We next systematically examined the inter-cytokine correlations, visualized as correlation matrices that reveals their co-regulation (Fig. 5E). At baseline before LPS stimulation, only 20 pairs of cytokines were correlated to an appreciable degree (r ​> ​0.5) and after LPS addition, 28 pairs of cytokines were correlated. In contrast, when we pharmacologically inhibited mitochondrial respiration complexes, the inter-correlated cytokine pairs increased to 42 (Rot), 51 (Anti A), 31 (KCN) and 67 (Oligo). Representative cytokine correlations are shown in Supplemental Fig. 3A-C. Together with the simple cytokine ratios, these results highlight the co-regulation of several pro- and anti-inflammatory cytokines, and the respiration chain complex-specific influence on cytokine signatures.

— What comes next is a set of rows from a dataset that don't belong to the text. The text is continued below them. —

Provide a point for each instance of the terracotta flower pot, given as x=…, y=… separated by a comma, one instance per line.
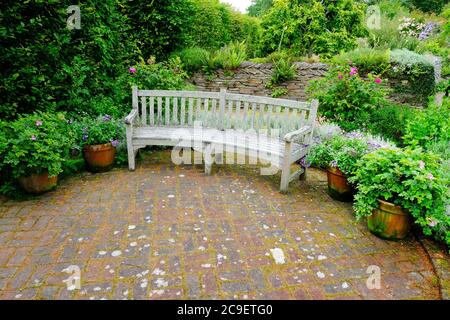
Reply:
x=389, y=221
x=100, y=157
x=338, y=186
x=38, y=183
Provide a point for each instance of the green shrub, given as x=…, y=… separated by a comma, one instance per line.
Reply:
x=231, y=56
x=367, y=60
x=37, y=143
x=322, y=27
x=389, y=121
x=346, y=99
x=101, y=130
x=429, y=126
x=283, y=70
x=416, y=69
x=193, y=59
x=408, y=178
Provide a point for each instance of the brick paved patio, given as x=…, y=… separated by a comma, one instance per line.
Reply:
x=167, y=232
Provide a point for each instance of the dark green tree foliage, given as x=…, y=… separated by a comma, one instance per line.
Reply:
x=45, y=66
x=160, y=26
x=322, y=27
x=259, y=7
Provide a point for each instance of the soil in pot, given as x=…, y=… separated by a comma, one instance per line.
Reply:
x=99, y=158
x=38, y=183
x=389, y=221
x=338, y=186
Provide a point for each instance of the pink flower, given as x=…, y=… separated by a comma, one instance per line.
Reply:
x=353, y=71
x=421, y=164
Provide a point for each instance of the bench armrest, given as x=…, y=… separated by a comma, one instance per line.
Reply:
x=131, y=117
x=292, y=136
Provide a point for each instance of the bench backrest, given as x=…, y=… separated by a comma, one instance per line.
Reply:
x=222, y=110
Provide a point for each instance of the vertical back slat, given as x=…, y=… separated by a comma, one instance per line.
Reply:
x=183, y=111
x=167, y=105
x=144, y=111
x=245, y=115
x=159, y=120
x=175, y=111
x=152, y=111
x=191, y=111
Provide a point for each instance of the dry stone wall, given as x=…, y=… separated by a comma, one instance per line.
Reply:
x=251, y=78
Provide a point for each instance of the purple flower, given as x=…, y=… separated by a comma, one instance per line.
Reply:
x=421, y=164
x=334, y=164
x=353, y=71
x=114, y=143
x=305, y=163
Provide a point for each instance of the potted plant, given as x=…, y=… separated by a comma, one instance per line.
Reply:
x=397, y=187
x=99, y=139
x=37, y=147
x=338, y=154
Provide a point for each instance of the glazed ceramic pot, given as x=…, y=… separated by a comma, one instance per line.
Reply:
x=389, y=221
x=338, y=186
x=100, y=157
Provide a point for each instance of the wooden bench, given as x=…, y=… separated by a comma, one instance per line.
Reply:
x=275, y=130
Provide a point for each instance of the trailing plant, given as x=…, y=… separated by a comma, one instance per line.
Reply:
x=346, y=99
x=283, y=70
x=37, y=143
x=101, y=130
x=408, y=178
x=343, y=151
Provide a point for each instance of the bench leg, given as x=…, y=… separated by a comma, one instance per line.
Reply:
x=304, y=175
x=131, y=158
x=286, y=170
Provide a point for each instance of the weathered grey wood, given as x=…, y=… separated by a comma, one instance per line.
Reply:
x=234, y=122
x=152, y=111
x=144, y=110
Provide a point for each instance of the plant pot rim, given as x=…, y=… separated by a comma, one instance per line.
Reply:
x=392, y=208
x=336, y=171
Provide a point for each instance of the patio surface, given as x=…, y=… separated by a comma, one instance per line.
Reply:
x=166, y=232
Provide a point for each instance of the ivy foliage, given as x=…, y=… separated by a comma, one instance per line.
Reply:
x=322, y=27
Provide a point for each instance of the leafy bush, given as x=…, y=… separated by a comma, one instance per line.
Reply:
x=193, y=59
x=367, y=60
x=283, y=70
x=389, y=121
x=37, y=143
x=415, y=68
x=343, y=151
x=429, y=126
x=101, y=130
x=323, y=27
x=346, y=99
x=44, y=66
x=408, y=178
x=231, y=56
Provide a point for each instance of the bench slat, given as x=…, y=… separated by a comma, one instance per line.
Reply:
x=144, y=110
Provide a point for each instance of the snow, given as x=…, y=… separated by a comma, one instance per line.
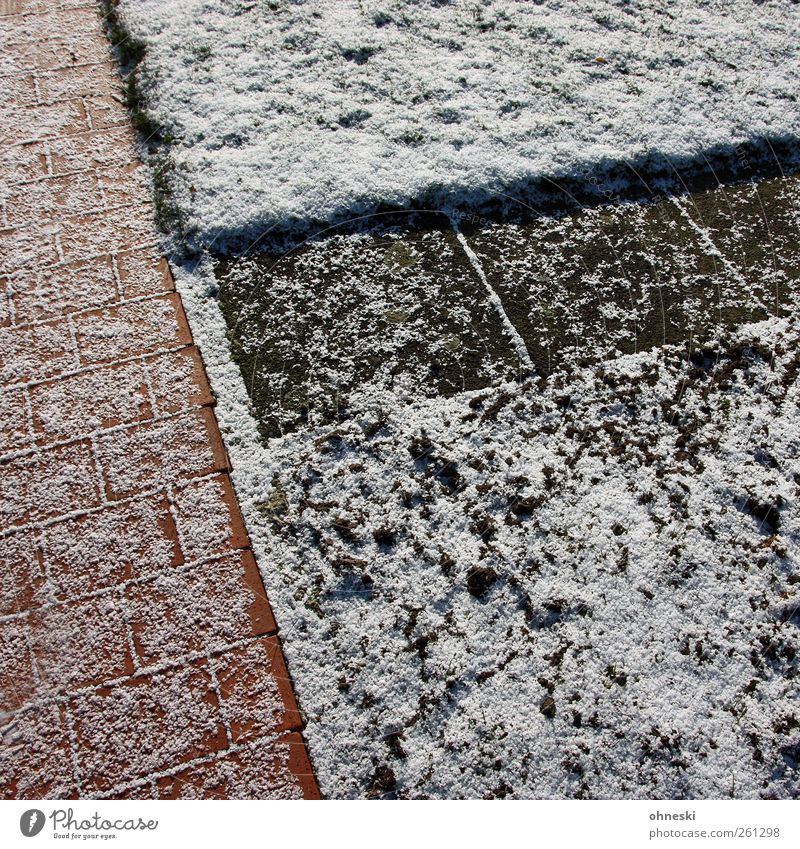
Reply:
x=611, y=554
x=297, y=111
x=578, y=587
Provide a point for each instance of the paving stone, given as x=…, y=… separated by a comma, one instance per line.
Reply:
x=94, y=342
x=255, y=690
x=96, y=80
x=17, y=682
x=179, y=381
x=35, y=352
x=67, y=287
x=132, y=328
x=18, y=124
x=124, y=185
x=208, y=518
x=11, y=7
x=266, y=770
x=5, y=303
x=22, y=576
x=144, y=273
x=153, y=455
x=106, y=112
x=52, y=198
x=145, y=725
x=26, y=247
x=107, y=232
x=90, y=553
x=90, y=150
x=83, y=49
x=35, y=759
x=200, y=608
x=19, y=90
x=46, y=484
x=80, y=644
x=102, y=398
x=13, y=421
x=23, y=162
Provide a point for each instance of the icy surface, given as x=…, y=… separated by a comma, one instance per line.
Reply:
x=302, y=109
x=620, y=539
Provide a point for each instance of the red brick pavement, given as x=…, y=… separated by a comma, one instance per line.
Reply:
x=138, y=656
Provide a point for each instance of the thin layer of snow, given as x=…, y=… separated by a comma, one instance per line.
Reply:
x=302, y=109
x=606, y=550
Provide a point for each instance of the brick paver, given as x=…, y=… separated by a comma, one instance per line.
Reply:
x=139, y=656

3.5. Effects of glucocorticoid signaling on inflammatory signatures

We then extended this multi-cytokine approach to examine the specific effects of GC-mediated anti-inflammatory signaling (schematic Fig. 6A). DEX significantly suppressed all well-known LPS-stimulated pro-inflammatory cytokines by 70-90%, reported in the order of most (p ​< ​0.0001) to least suppressed (p ​< ​0.05) cytokines IFN-γ, TNF-α, IL-1β, IL-6, IL-8, IL-1α, MIP-1β, MIP-1α in Fig. 6B and C. In contrast, DEX had no effect on cell adhesion proteins like P-selectin, E-selectin and sICAM-1 (N.S.), and rather upregulated the anti-inflammatory cytokine IL-10 by 60% (p ​< ​0.0001) (Fig. 6C). The range of DEX-mediated suppression of LPS-induced IL-6 levels was 72-97% across individuals with an average suppression of 87% (Fig. 6D).

Given that glucocorticoid signaling influences mitochondrial behavior (Psarra et al., 2005; Du et al., 2009) and, that mitochondria modulate inflammatory cytokine production, we reasoned that a portion of the anti-inflammatory action of DEX may involve mitochondria. Therefore, we tested if mitochondrial respiratory capacity modulated DEX-mediated suppression of IL-6 response to LPS. We extracted the % DEX suppression for IL-6 in each participant and compared it to the % suppression after inhibition of mitochondrial respiration by various Complex inhibitors (Fig. 6E–H). In doing so, we found that inhibiting Complex I augmented DEX suppression of IL-6 levels by 12.3% (d ​= ​0.73, p ​< ​0.0001, n ​= ​15) whereas Complex III inhibition had almost no effect on %DEX suppression (d ​= ​0.072, p ​= ​0.42, n ​= ​15). Additionally, Inhibition of Complex IV and V potentiated IL-6 suppression by 6.6% (d ​= ​0.36, p ​= ​0.004, n ​= ​15) and 4.7% (d ​= ​0.19, p ​= ​0.005, n ​= ​15) respectively.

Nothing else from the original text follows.